Но за эти полгода, еще не понимая, что вижу, я уже узнала Америку с ее невероятно добрыми и всегда помогающими людьми, с чистотой ресторанов, мрамором и никелем огромных ванных, бассейнами у каждого дома и туалетной бумагой даже в лесу. Я увидела космические аэропорты Бостона и Чикаго, шестиполосные highways, многоуровневые развязки, тысячи машин, паркуемых старшеклассниками, сотни персональных компьютеров  в колледжах и предтечу мобильных телефонов, еще громоздких и тяжелых в руках у докторов. Сияющий офис дантиста был местом, где можно было лечь в кресло и расслабиться. Не то что боли,  – кроме нирваны и классической музыки, никаких ощущений. Супермаркеты после двух сортов колбасы в еще советских гастрономах пугали своей огромностю и миллилоном незнакомых продуктов (сколько было случаев, когда иммигранты там падали в обморок).

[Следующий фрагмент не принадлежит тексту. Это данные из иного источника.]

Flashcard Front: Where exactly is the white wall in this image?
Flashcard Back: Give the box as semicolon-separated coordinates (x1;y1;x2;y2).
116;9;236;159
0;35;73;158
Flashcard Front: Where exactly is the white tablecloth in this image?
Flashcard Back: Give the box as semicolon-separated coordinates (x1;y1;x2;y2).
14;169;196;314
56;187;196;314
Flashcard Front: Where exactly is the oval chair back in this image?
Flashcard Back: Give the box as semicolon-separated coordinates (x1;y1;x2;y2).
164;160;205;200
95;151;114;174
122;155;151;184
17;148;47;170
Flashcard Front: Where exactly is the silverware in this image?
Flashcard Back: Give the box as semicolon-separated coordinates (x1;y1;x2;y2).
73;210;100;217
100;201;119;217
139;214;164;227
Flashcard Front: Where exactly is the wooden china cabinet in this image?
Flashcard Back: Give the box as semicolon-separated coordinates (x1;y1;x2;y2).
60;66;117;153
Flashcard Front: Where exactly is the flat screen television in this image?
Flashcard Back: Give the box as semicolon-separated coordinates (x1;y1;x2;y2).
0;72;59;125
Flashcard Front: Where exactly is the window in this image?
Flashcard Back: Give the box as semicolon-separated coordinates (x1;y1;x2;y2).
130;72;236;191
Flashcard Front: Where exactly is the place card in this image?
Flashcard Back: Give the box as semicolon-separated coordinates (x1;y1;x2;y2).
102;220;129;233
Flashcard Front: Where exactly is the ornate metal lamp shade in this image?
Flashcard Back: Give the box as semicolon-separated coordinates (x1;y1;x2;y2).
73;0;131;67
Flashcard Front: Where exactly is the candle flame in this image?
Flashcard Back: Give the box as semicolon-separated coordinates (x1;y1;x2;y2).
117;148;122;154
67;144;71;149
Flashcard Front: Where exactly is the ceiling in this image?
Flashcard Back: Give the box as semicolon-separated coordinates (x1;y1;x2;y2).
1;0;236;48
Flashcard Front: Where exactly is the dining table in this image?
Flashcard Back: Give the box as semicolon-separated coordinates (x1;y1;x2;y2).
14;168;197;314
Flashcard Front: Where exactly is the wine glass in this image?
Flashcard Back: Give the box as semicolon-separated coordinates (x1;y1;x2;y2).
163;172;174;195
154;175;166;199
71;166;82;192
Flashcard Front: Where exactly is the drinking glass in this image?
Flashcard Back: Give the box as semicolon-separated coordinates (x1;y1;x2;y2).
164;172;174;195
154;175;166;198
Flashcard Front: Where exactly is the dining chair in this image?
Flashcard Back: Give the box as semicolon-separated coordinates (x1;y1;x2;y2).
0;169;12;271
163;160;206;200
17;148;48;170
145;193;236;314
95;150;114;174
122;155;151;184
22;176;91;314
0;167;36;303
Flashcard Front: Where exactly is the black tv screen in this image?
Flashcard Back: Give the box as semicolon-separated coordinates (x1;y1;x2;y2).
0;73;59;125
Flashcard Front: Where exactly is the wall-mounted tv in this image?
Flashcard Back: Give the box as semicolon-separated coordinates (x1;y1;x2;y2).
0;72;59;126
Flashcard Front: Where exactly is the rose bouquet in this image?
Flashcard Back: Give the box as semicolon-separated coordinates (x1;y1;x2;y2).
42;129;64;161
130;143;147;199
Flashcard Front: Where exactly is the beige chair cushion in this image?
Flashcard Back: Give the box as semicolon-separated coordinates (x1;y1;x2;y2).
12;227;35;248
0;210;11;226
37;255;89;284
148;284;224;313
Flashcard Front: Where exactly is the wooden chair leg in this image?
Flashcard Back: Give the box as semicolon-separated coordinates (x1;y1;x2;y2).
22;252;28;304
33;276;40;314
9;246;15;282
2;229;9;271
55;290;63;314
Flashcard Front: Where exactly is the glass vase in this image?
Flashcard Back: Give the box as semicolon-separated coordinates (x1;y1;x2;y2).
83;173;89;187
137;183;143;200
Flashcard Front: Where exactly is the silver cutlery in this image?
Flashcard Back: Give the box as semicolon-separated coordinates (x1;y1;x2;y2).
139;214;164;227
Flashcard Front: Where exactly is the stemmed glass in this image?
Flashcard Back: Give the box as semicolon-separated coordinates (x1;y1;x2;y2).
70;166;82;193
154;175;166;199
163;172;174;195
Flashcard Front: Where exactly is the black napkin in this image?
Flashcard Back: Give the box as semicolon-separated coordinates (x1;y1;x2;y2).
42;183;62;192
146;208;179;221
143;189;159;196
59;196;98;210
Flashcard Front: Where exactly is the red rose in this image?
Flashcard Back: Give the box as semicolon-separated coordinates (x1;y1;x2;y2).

И вот после этой-то марсианской реальности я ждала чего-то еще лучшего, еще более необыкновенного. Я ждала Парижа Хэмингуэя, праздника, который всегда с тобой, который в миллион раз круче и современнее Америки.
Мои идеализм и глупость заслуживали пощечины, и я ее получила. Самым романтическим парижским воспоминанием был и остается факт, что на Елисейских полях, где в июньской ночи, ошалев от разницы во времени,  я гуляла в полном одиночестве, совершенно достойный с виду господин принял меня за проститутку и пригласил в весьма солидную машину.
Все остальное тогда было обвалом иллюзий. Узкие улицы и грязноватые рестораны с неприветливыми официантами, пересаживающими уже сделавшего заказ клиента. В одном хозяин в открытую издевался надо мной: не зная языка, я заказала два салата. (Можно ли представить, что так поступил бы американский ресторатор по отношению к иностранцу?) Слева от стойки на жердочке сидел, теряя перья, огромный облезлый попугай и гадил, хорошо, что не в тарелки посетителей. Все выглядело устаревшим: обшарпанные тесные ванные с сантехникой 19 века, такси – смехотворно маленькие облезлые машины, где владельцы умудрялись возить с собой собак и запах псины. В Лувре по проваленному щербатому паркету, переложенному только раз со времен первых владельцев, бизоньи стада туристов направлялись в противоположную сторону раздраженными старухами, злобными, как смотрительницы в Русском музее. К картинам не подойти. Одна Ника Самофракийская за отсутствием рук интереса ни у кого не вызывала. Попав на несколько часов в полуобвалившийся парижский госпиталь, я почувствовала, что почти вернулась в Советский Союз.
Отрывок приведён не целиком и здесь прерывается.